Castro’s Convertible Approach to the Blues 

By Steven Libowitz   |   January 24, 2023
Tommy Castro performs parts of his most recent blues opera on January 20

Over 30 years, 15 albums, and untold thousands of miles on the road, blues guitarist/singer-songwriter Tommy Castro has played everything from horn-fueled R&B to blues-tinged rock ‘n’ roll to Memphis-infused blue-eyed soul. But in 2021, with more time on his hands due to pandemic closures, he decided to step way outside of his comfort zone and create a blues opera, a roots music concept album in the style of The Who’s Tommy.

“Nobody has ever done that before, and I figured I could just write a story, something based on the Hero’s Journey, which has been the backbone for everything from Homer’s Odyssey to Star Wars to The Alchemist,” Castro explained. 

Castro came up with a storyline about a young man set to marry his childhood sweetheart and take over the family farm, but gets bitten by the blues bug instead. He finds a mentor to teach him guitar.

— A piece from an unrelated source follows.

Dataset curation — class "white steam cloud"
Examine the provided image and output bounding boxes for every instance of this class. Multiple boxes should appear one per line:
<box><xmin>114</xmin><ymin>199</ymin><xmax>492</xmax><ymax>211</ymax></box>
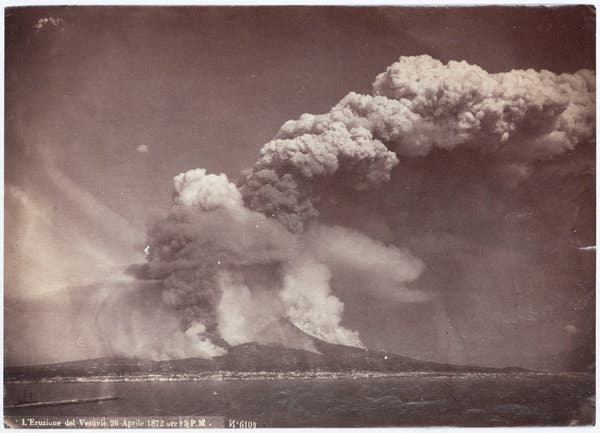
<box><xmin>139</xmin><ymin>55</ymin><xmax>595</xmax><ymax>357</ymax></box>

He leaves home to seek fame and fortune, and after running into and rising above adversity eventually realizes that what he left behind is the treasure he’s been looking for. 

“It’s a little bit about my experiences, but mostly just stories I’ve heard from all the blues guys I’ve met and hung out with over the years,” he said. 

Castro brought the concept to the Grammy-winning producer Tom Hambridge in Nashville. 

“Every bullet point that I mentioned became a title for the songs that we wrote together,” he said. “It all just flowed.” 

Castro liked what he heard when the album was finished, but wasn’t sure how it would fly with his longtime fans. 

“I was a bit nervous because it’s hard enough to write one good solid song, let alone have a dozen stand on their own but also make sense as part of a story,” he explained. 

The answer came back loud and clear as Tommy Castro Presents A Bluesman Came To Town captured 2022 Blues Music Awards for blues band, album, and entertainer of the year, a clean sweep that was tremendous validation for a self-taught blues guy who 30 years ago got signed out of the San Francisco bar scene “way earlier than I was ready.”

Castro and his regular band, the smartly named Painkillers, will play a handful of cuts from the new record but also revisit popular songs and deep cuts from his earlier albums when they return to perform Friday, January 20 for the Santa Barbara Blues Society at Carrillo Recreation Center, which has table seating, rows of chairs, and a spring-loaded big dance floor.

“I know what they like,” he said. “We’ll be playing lots of songs they can dance to. Keep the party going.”